Let $V$ be a finite-dimensional inner product space, and let $E$ be an idempotent linear operator on $V$, i.e., $E^2 = E$. Prove that E is self-adjoint if and only if $EE^* = E^*E$.
Are there any simpler answers to the question that the answers provided here Normal, idempotent operator implies self-adjointness. . Both answers seem to be correct but contain logical steps that I can't comprehend e.g $(I−E)Ex=0 \Rightarrow (I−E^∗)Ex=0 $ and $v^\ast E^\ast Ev=0 \Rightarrow Ev=0$
Suppose $E^2=E$. Then $E$ has a basis of eigenvectors with eigenvalues $0$ and $1$ because every vector can be written as $$ x = Ex + (I-E)x, $$ and $\;$ $Ex$, $(I-E)x$ $\;$ satisfies \begin{align} E(Ex)&=1\cdot Ex,\\ E(I-E)x &= 0 \cdot (I-E)x. \end{align} $E$ is selfadjoint iff these eigenspaces are mutually orthogonal, which is equivalent to the condition that $$ \langle Ex,(I-E)y\rangle=0,\;\;\; \forall x,y, \\ \iff \langle x,E^*(I-E)y\rangle = 0, \;\;\; \forall x,y, \\ \iff E^*(I-E)y=0,\;\; \forall y \\ \iff E^*(I-E) = 0 \\ \iff E^* = E^*E $$ The last condition holds iff $E^*=E^*E = (E^*E)^*=E$.
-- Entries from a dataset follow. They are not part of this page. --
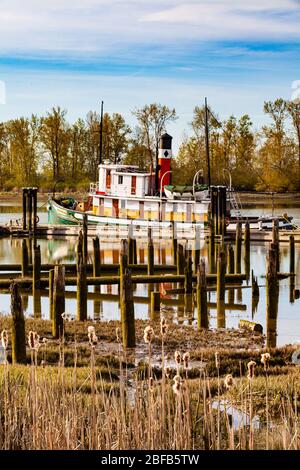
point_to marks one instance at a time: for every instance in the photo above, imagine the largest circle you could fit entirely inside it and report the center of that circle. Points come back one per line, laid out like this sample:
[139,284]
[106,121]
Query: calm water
[105,306]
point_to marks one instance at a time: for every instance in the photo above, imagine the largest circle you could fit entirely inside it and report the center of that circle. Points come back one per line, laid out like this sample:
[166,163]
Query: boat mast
[101,135]
[207,143]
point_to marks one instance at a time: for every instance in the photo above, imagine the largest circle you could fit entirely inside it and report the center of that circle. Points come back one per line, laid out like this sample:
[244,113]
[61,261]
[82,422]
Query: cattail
[148,334]
[228,381]
[151,382]
[163,327]
[177,357]
[66,316]
[186,358]
[118,334]
[251,365]
[33,340]
[217,360]
[4,339]
[177,385]
[265,360]
[93,338]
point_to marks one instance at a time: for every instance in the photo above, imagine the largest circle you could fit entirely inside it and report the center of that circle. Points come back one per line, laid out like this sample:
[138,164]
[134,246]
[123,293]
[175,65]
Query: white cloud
[101,25]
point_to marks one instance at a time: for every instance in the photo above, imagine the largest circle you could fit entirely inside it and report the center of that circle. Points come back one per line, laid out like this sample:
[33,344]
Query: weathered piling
[180,259]
[238,247]
[81,291]
[51,286]
[24,208]
[174,241]
[275,243]
[202,315]
[221,272]
[188,272]
[230,270]
[272,293]
[247,249]
[150,256]
[25,260]
[292,268]
[18,327]
[127,310]
[154,305]
[84,239]
[96,257]
[58,301]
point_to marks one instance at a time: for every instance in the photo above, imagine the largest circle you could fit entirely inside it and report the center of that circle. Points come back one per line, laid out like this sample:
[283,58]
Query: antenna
[101,135]
[207,143]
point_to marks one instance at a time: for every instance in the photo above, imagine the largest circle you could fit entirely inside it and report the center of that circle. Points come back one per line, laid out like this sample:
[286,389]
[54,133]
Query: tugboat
[125,195]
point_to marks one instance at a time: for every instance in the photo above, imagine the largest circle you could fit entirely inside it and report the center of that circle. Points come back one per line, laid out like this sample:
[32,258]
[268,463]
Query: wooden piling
[174,241]
[81,291]
[202,314]
[84,240]
[154,304]
[238,247]
[51,285]
[272,292]
[188,272]
[221,272]
[180,261]
[58,301]
[24,208]
[150,257]
[96,257]
[127,310]
[25,260]
[18,327]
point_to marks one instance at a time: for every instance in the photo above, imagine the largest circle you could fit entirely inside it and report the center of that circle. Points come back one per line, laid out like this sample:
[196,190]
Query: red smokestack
[164,160]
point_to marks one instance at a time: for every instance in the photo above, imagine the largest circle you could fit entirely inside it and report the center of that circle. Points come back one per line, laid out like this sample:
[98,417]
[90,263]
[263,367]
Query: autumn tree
[55,139]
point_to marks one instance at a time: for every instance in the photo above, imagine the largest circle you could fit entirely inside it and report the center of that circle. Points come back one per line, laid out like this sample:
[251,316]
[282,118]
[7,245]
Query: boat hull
[58,214]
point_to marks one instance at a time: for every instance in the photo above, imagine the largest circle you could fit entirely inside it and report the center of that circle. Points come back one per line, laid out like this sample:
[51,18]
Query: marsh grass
[74,394]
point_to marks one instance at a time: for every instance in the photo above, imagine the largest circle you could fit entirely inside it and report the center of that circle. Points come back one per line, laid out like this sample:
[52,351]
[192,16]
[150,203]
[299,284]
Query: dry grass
[75,396]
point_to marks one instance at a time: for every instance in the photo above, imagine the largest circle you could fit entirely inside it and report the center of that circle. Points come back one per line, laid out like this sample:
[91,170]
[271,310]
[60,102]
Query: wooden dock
[51,231]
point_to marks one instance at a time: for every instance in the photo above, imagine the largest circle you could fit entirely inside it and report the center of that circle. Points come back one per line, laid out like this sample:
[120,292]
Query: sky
[75,53]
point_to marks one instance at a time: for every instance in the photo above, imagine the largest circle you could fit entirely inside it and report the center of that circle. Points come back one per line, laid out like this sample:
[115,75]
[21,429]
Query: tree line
[45,150]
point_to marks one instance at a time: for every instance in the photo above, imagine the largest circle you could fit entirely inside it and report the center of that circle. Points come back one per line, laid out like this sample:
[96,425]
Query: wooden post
[230,261]
[24,206]
[180,259]
[34,197]
[174,241]
[25,261]
[79,250]
[29,199]
[81,291]
[36,269]
[85,242]
[292,254]
[247,249]
[154,304]
[272,298]
[202,296]
[150,257]
[51,288]
[221,272]
[96,258]
[238,247]
[292,268]
[18,327]
[58,301]
[127,310]
[188,271]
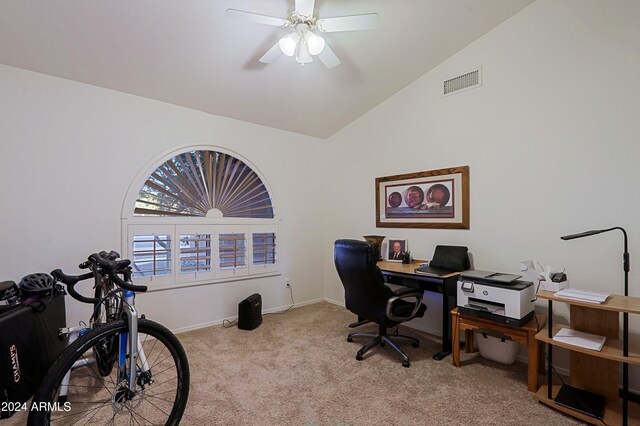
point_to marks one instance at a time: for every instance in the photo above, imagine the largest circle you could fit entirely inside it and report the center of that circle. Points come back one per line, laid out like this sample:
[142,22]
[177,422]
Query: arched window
[201,216]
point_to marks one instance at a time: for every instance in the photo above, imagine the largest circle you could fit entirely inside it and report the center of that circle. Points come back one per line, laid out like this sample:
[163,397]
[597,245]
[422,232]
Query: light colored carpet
[298,369]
Suppose $E$ is self-adjoint then $E=E^*$, So $EE^*=E^2=E^*E$. Now suppose conversely that $EE^*=E^*E$ then, $<EE^*(v),E^*E(v)> = <EE^*(v),E(v)>$ and also $$<E^*E(v),EE^*(v)> = <E(v),EE^*(v)> = <E^*E(v), E^*(v)>$$ and hence from these two equations that are true for all $v$ in $V$. We get $E^*(v)=E(v)$ for all $v$ belong to $V$ that is, $E$ is self adjoint.